I started to read it with excitement but ended with disappointment, mainly for two reasons. One is the very uneven standard of different chapters, some being detailed treatises and others superficial accounts of experiences or practices with little attempt to explain principles and mechanisms. There is not the continuing critical account of mechanism, processes, and effects that would give any practitioner a true foundation in each subject. The other was its narrow focus on the USA and Australia and with little recognition of Europe, where the exposure, evaluation, and solution of problems may follow different lines, not necessarily better but often less mechanistic and sometimes more pragmatic. The practice of occupational toxicology must be related to national or Community legal and industrial requirements and the lack of local information is a drawback.
There are 22 chapters in four sections covering the principles of toxicology, the basic features of occupational diseases of the principal body systems, the effects of major groups of chemicals, and the related fields of occupational hygiene, medicine, and epidemiology. The last section discusses uses of toxicological data in relation to the law, management of chemical safety, assessment of toxic chemicals, and an intriguing set of working examples. The authors come exclusively from the USA and Australia except for two well known Italian experts on neurotoxicity.
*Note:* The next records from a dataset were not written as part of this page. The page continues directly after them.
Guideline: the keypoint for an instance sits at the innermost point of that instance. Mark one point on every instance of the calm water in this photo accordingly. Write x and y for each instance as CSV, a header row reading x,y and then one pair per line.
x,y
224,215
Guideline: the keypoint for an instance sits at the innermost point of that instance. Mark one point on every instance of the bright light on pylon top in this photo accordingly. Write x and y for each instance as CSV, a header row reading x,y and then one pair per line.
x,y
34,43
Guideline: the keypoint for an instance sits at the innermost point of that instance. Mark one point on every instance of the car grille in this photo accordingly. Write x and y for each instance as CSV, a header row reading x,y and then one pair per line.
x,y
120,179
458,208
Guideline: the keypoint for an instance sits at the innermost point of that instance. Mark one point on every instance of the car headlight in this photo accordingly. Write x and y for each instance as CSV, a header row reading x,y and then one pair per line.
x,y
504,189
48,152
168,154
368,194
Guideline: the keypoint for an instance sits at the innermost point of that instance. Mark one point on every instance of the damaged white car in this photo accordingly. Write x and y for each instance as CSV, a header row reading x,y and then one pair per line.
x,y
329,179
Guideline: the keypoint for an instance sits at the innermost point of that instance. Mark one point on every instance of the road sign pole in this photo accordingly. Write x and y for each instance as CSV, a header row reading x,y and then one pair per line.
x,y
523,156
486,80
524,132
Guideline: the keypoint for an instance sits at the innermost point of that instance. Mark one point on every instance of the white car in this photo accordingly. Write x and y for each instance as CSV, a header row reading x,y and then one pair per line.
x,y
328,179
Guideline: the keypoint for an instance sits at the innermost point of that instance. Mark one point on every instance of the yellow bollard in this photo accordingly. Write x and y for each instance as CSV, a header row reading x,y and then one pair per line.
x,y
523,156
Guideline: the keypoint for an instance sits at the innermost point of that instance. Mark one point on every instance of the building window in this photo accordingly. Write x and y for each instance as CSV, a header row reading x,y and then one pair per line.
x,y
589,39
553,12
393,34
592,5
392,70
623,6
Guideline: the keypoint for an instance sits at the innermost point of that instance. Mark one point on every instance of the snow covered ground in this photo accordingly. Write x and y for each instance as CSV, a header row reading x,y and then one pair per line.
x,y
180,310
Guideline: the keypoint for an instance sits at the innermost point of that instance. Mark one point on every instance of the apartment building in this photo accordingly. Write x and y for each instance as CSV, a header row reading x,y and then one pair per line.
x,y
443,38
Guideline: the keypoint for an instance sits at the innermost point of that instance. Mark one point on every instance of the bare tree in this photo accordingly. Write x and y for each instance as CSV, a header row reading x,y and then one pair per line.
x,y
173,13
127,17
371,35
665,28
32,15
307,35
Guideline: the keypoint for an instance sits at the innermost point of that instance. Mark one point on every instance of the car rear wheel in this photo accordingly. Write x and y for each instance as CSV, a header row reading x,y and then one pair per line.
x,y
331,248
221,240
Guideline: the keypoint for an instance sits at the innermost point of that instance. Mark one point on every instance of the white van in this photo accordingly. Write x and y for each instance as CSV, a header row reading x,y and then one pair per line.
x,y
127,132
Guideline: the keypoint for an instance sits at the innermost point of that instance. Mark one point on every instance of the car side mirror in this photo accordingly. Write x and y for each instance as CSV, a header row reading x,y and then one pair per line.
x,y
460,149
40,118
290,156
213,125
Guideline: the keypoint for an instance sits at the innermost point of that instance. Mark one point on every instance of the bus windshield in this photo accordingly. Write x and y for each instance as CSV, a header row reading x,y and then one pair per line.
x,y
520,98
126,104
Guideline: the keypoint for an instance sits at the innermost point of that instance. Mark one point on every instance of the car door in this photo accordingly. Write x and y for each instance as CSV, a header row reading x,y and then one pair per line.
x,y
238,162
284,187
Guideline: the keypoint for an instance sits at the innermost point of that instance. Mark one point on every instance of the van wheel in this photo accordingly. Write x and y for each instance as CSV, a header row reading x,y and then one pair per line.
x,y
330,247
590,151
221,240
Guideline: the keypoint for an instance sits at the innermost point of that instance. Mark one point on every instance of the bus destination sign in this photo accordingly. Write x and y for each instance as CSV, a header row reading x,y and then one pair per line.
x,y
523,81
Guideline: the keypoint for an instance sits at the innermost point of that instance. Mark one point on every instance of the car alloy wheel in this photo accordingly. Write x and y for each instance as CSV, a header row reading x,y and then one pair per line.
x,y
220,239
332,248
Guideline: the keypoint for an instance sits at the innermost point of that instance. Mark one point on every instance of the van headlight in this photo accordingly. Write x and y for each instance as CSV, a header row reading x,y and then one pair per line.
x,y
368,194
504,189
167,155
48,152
Each chapter provides most of the expected and important headings, but the examples and account and analysis of facts tend to be simplistic and often do not give an impression of the complex webs of factors likely to affect the occurrence, nature, and severity of a toxic effect. The paucity of examples and references to European practices must diminish the value of the work for students and practitioners in this part of the world.
The publishers cannot be pleased with a work that is difficult to read because of the use of multiple type faces, diagrams where letters are fused, and sketches of varied quality. The copy editing is suspect as such howlers as electrons in atomic nuclei and gas chromatography in the 1930s have got into print.
The underlying idea was good and is rapidly becoming essential in a field where much training occurs “on the job”. Let’s hope for better fulfilment in the next edition.